Brand in Cottbus: Zug brannte am Bahnhof – das ist bisher bekannt
Zum Bahnhof Cottbus ist die Feuerwehr am Freitagmorgen (8. März) kurz nach 6 Uhr ausgerückt, um einen brennenden Waggon zu löschen. Ein Servicewagen der Deutschen Bahn stand auf den Gleisen in der Nähe der DB Regio Werkstatt Cottbus und fing dort aus bislang ungeklärter Ursache Feuer. Der Zug war zum Zeitpunkt des Brandes unbesetzt, Menschen kamen nicht zu Schaden.
Die Feuerwehr war mit drei Trupps unter Atemschutz im Einsatz. Unterstützt wurden sie dabei nach Angaben von Stadtsprecher Jan Gloßmann von einem Wartungszug der Bahn. Alarmiert wurden Einsatzkräfte durch Passanten, die am frühen Morgen Feuerschein auf dem Bahnhofsgelände bemerkt hatten. Als die Feuerwehr schließlich vor Ort eintraf, stellten die Einsatzkräfte im Dachbereich des Zuges offene Flammen fest. Bahn-Mitarbeiter sperrten die Gleise und sorgten für die Erdung der Oberleitungen. Nach drei Stunden war der Brand gelöscht und der Einsatz beendet.
Der betroffene Zug stand gut 200 Meter von den Bahnsteigen des Bahnhofs Cottbus entfernt im Bahnhofsbereich. Es handelte sich um einen Servicewagen eines dort abgestellten Regionalzuges, der beim Ausbruch des Feuers leer war. Laut Deutscher Bahn hatte der Einsatz keine betrieblichen Auswirkungen auf den Bahnverkehr.

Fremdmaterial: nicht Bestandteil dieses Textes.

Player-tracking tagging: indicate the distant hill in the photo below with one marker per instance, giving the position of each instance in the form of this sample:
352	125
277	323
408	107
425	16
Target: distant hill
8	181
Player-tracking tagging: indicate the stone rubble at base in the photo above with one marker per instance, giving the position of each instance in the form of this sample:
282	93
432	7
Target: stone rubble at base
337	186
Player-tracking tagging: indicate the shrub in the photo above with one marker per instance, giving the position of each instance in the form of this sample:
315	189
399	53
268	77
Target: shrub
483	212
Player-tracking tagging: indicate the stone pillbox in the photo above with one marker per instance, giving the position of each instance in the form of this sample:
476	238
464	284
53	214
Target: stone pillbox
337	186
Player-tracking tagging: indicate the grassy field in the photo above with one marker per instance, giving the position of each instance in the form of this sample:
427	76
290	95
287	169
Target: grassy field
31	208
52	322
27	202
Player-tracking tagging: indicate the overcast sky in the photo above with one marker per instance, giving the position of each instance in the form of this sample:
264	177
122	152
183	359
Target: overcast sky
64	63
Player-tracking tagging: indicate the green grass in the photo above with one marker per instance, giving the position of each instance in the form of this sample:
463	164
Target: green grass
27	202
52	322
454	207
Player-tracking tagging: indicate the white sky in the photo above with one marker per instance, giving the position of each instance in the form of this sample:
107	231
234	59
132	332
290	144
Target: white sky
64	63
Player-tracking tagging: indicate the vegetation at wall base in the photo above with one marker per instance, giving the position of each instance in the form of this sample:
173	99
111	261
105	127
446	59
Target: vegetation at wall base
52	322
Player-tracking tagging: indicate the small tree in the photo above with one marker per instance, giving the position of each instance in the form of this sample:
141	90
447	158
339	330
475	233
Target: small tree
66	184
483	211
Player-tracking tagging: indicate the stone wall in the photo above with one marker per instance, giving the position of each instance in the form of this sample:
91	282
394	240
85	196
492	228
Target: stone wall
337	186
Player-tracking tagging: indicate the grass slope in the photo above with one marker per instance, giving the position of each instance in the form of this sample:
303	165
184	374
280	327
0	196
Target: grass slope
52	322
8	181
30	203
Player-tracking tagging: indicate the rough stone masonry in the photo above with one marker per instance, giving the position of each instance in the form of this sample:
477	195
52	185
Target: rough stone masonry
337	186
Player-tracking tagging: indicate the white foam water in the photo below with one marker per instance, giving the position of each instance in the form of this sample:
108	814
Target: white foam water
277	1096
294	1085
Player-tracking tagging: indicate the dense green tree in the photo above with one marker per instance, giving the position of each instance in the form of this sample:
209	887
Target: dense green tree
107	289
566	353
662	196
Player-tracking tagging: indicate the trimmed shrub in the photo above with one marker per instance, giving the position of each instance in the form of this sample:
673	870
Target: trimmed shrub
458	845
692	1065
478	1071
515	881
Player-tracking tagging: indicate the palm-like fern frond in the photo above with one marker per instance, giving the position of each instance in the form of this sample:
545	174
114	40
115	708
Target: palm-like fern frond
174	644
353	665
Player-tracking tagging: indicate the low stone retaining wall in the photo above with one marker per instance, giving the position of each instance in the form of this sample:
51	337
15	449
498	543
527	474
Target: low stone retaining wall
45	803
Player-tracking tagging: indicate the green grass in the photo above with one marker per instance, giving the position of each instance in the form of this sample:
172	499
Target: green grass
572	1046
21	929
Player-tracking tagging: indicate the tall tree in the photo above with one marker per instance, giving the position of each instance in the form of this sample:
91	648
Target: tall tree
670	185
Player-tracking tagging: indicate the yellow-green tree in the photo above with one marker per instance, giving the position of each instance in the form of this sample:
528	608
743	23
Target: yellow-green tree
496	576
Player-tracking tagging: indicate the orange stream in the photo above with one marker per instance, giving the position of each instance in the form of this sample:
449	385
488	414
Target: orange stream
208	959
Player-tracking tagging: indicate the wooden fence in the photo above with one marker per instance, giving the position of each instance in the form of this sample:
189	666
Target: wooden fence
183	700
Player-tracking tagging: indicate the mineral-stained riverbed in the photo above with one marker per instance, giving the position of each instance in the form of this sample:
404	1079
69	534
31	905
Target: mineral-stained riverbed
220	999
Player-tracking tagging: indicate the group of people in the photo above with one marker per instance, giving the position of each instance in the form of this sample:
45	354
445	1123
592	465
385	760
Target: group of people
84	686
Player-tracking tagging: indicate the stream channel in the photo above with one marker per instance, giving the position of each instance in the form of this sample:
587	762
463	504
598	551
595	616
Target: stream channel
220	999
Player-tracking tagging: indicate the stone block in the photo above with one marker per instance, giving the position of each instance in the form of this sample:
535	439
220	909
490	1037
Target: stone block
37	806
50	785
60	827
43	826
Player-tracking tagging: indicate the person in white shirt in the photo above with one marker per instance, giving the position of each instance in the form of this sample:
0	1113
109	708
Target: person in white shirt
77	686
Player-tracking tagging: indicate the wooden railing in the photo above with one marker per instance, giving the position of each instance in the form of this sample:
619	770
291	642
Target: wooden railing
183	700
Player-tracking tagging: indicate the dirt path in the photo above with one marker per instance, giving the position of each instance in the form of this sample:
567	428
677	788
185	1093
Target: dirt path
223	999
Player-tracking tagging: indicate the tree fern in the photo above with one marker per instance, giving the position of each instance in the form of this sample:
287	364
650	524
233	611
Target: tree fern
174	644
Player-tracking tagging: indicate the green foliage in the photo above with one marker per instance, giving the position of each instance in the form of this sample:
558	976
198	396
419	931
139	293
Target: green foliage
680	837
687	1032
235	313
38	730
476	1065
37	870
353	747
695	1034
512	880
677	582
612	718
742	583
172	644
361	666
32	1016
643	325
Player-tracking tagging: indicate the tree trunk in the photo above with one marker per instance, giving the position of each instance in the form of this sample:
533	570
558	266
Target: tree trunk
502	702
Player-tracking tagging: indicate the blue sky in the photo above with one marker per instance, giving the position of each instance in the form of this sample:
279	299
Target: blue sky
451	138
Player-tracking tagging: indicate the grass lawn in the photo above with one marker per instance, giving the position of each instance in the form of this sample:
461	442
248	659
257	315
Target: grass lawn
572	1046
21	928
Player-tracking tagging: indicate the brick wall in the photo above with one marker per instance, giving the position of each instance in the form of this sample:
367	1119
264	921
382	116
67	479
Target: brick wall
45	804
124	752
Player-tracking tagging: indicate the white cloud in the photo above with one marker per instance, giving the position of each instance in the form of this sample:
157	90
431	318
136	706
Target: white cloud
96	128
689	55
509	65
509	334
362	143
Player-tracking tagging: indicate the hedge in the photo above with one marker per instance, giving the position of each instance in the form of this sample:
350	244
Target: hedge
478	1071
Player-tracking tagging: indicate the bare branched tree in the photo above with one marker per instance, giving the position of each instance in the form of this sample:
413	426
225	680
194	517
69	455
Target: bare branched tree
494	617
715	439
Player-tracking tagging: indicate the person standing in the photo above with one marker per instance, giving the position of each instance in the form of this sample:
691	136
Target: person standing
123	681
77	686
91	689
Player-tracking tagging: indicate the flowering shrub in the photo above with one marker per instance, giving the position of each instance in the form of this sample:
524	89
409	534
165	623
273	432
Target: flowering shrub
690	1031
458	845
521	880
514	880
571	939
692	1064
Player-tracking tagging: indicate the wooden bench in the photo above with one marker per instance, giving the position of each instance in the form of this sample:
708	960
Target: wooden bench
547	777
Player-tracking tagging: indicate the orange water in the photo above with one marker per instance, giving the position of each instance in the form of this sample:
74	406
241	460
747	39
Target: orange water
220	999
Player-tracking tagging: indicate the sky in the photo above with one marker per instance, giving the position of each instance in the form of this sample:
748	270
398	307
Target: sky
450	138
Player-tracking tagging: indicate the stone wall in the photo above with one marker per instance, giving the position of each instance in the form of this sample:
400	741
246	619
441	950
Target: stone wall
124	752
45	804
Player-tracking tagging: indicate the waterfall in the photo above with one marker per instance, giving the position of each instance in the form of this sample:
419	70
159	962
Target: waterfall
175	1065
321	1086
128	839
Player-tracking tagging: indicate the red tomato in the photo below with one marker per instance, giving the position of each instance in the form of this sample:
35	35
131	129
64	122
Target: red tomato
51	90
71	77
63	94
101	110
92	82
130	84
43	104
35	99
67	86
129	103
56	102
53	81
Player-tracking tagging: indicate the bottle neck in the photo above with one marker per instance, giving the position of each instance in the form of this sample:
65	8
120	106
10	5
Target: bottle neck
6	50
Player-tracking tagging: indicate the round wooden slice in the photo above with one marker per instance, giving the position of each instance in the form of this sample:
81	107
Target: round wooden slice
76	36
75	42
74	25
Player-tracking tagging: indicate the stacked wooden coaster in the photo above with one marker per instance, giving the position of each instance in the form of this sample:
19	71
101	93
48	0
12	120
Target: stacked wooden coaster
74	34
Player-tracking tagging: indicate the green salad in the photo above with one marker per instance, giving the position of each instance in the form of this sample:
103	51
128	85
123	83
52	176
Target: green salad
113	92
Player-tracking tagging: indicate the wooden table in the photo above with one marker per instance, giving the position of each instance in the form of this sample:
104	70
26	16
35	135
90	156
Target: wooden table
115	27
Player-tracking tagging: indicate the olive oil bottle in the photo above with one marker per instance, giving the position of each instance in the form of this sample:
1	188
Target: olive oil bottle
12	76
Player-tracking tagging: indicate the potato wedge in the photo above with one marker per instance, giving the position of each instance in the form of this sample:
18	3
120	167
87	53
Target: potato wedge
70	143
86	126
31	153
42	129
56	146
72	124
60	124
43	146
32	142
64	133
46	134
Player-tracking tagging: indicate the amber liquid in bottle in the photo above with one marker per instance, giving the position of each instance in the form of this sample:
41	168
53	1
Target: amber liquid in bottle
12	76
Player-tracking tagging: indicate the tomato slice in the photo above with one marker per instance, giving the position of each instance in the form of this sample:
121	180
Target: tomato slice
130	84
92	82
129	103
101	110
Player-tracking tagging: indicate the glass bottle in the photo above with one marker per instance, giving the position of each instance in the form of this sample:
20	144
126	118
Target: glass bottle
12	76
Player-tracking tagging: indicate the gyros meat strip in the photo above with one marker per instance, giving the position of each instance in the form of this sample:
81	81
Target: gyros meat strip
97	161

Die Cottbuser Feuerwehr war mit insgesamt 31 Einsatzkräften am Bahnhof im Einsatz, darunter 15 von der Berufswehr und 14 freiwillige Feuerwehrleute der Wehren aus dem Gerätehaus Süd und der Wehr Sachsendorf sowie zwei Rettungsdienst-Sanitäter. Nachkontrollen des Brandortes werden noch erfolgen.